Да, Бог наказывает, воспитывает нас искушениями, предлагая каждый раз выбирать между добром и злом, но это не значит, что надо принимать искушение и подчиняться искушающей власти, соучаствовать в её грехе.
Церковные пастыри тем самым тоже соучаствуют делам кесаря, разделяя с ним грех соблазна паствы.

Сталин после процессов не просил благословения церкви и не стоял прилюдно со свечкой в окровавленной руке.
Он брал грех на себя.

Митрополит Филипп отказал в благословении пролившему кровь Ивану Грозному - великому государственнику!

Разве допустимо, чтобы паства, как и перед революцией 17-го объединила в умах Церковь с несправедливой и ненавистной машиной угнетения?

Не явилось ли это одной из причин последующих народных бесчинств против храмов?

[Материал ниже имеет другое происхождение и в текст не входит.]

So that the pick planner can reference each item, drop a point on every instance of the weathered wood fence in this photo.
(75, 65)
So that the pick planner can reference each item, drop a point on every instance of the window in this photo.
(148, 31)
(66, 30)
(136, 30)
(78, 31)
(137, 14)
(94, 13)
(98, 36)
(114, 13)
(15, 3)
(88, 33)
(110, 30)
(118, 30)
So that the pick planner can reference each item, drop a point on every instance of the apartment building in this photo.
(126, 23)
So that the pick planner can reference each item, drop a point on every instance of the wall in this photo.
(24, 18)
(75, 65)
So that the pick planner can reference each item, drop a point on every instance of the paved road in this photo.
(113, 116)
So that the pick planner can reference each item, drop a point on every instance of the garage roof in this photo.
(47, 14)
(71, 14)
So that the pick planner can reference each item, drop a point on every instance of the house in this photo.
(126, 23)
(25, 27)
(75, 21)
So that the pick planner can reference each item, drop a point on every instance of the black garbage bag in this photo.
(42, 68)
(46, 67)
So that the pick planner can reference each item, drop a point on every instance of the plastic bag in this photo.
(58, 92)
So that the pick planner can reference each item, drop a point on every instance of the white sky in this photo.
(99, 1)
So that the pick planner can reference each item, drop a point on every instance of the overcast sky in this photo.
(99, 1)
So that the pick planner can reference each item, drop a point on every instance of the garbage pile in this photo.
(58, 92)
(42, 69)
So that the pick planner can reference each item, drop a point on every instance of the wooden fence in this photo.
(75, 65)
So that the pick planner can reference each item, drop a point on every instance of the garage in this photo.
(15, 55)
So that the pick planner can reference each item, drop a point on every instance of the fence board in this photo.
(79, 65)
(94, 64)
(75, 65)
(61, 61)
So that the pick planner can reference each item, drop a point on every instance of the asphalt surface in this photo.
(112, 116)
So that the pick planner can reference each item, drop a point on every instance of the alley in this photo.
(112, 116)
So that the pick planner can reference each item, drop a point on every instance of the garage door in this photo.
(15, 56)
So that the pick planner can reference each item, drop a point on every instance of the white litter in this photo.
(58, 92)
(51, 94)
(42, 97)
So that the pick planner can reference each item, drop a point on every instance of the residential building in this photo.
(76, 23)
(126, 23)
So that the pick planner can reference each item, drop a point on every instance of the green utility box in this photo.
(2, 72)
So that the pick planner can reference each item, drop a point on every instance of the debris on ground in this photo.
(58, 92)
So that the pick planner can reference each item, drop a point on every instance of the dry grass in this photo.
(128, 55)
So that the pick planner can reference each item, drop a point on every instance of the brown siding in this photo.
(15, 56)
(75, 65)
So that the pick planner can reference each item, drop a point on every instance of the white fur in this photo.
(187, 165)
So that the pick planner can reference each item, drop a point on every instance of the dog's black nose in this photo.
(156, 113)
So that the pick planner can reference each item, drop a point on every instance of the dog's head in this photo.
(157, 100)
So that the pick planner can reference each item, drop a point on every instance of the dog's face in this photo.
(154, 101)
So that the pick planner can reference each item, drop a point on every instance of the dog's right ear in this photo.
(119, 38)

"Никто не даст нам избавленья. Ни Бог, ни царь и ни герой".

Это не значит, что Церковь должна принимать прямое участие в политических разборках, в драке на развилке дорог. Но она обязана указать дерущимся верную дорогу.

Любви к ближнему, милосердия к слабым.

Не служи Маммоне, не давай деньги в рост, не лги, не распутничай, не подавай дурной пример подданным, не желай чужого, не убий...
Вот требования Бога к каждому, а ко власти - тысячекратно, ибо кому много дано...

Предупредила же церковь об анафеме в случае пролития крови - почему же потом - молчание?

Ведь всё неугодное Небу власть не только сама творила, но и увлекала за собой в пропасть паству, за которую церковь в прямом ответе перед Небом.

"Защитники отечества" стали убийцами. Инженеры и учителя - спекулянтами. Юноши - грабителями, наркоманами, сутенёрами. Девочки - проститутками...

Почему церковная иерархия не обличает допустившего это кесаря?

Обо всём этом Иоанна яростно говорила потом после исповеди отцу Тихону. Намеренно отделяла церковь мистическую, которую "врата ада не одолеют", от социальной политики церковной иерархии.
О том, что не может Господь соучаствовать делам тьмы, ибо "Бог поругаем не бывает", и предупреждения Господа по этому поводу очень жёсткие.

Уже то, что она, Иоанна, впервые вынуждена отделять церковь Небесную от церковной политики - дурно.

А значит, и для других это явилось соблазном осуждать её, отвергать и, не дай Бог, лишать себя соборной молитвы, причастия, исповеди и других таинств под расхожим предлогом, что "нигде нет правды".

Что можно молиться и дома, ибо "Бог везде".

"Если соль потеряет силу, то что в ней пользы"?